Thought the first U.S. exchange-traded fund was launched around 1993, ETFs were still gaining traction in 2004 when Paul Frank launched his own ETF-based mutual fund.
Frank’s fund, the Stadion Tactical Growth Fund, is one of a few ETF-mutual funds with a 10-year track record.
“It’s proven itself,” said Frank, who still manages the fund. “There’s been up markets and there’s been down markets and it’s done well.”
Stadion’s Tactical Growth Fund shifts between domestic equity ETFs, international equity ETFs and a defensive allocation based on its proprietary Sharpe Ratio analysis.
When he launched the fund out of his one-man RIA firm in 2004, Frank was one of the first managers to utilize ETFs within a traditional ’40 Act mutual fund.
“When I first launched it, I said ‘these ETFs are going to be big,’” Frank said during a visit to ThinkAdvisor’s office in New York.

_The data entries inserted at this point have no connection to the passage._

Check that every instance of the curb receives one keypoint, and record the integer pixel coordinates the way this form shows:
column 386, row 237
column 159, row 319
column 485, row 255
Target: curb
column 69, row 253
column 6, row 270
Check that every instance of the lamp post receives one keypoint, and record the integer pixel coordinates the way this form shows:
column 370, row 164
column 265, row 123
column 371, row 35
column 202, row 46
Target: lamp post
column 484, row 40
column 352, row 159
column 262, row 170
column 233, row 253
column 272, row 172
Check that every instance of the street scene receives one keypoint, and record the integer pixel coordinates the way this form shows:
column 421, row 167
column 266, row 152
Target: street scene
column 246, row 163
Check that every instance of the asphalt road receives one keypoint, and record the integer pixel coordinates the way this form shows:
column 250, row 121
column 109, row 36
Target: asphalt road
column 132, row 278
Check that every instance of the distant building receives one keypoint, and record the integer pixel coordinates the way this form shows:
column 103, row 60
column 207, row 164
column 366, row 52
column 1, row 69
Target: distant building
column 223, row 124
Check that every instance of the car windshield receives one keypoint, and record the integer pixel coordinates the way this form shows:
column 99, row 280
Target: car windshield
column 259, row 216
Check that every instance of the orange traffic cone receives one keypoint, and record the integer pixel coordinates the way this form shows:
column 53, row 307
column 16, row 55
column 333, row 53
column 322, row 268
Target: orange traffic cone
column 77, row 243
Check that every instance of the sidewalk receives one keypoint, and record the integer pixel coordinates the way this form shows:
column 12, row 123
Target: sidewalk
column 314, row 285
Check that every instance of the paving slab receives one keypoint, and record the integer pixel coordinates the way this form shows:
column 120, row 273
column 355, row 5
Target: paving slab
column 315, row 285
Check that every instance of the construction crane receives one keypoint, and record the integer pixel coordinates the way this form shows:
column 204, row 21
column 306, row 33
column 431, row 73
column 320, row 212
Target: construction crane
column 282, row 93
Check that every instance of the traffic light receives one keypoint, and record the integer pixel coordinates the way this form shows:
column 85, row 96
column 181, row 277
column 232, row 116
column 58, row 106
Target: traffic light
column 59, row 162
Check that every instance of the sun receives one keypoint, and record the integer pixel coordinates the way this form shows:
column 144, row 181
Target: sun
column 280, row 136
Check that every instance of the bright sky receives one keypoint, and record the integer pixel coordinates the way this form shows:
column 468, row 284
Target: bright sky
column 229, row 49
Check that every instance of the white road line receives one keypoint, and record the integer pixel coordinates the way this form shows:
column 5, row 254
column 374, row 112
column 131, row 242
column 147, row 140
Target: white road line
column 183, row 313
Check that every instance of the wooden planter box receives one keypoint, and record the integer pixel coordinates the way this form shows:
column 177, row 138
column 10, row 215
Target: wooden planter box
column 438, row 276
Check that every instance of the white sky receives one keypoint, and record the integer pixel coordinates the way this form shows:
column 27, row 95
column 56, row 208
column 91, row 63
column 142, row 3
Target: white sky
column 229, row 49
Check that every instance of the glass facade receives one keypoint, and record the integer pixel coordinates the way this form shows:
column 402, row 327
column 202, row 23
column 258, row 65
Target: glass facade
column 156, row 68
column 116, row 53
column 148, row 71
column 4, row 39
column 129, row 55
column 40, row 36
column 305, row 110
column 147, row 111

He has since linked up with Stadion Funds in 2013, and over the last six months the fund has doubled its assets under management to more than $200 million.
While it had been on UBS and LPL platforms, just in the last month it made it onto Wells Fargo and Merrill Lynch platforms.
Frank recently talked to ThinkAdvisor about how ETFs have changed over the past 10 years and the current trends in the ETF marketplace.
More Options, More Money
In 2004, Frank’s fund was tracking “maybe 125 ETFs,” he said. Today, it tracks more than 1,300 ETFs on a daily basis.
The overall number of ETFs has increased and so have the variety and array of options within the ETF marketplace today, Frank said.
“The U.S. was covered pretty well in ETFs back in ’04,” Frank said. “Obviously there’s a lot more sector funds out now, they get a little bit more specific and drill down a little bit more. Back then you could still get your S&P weighted a couple different ways.”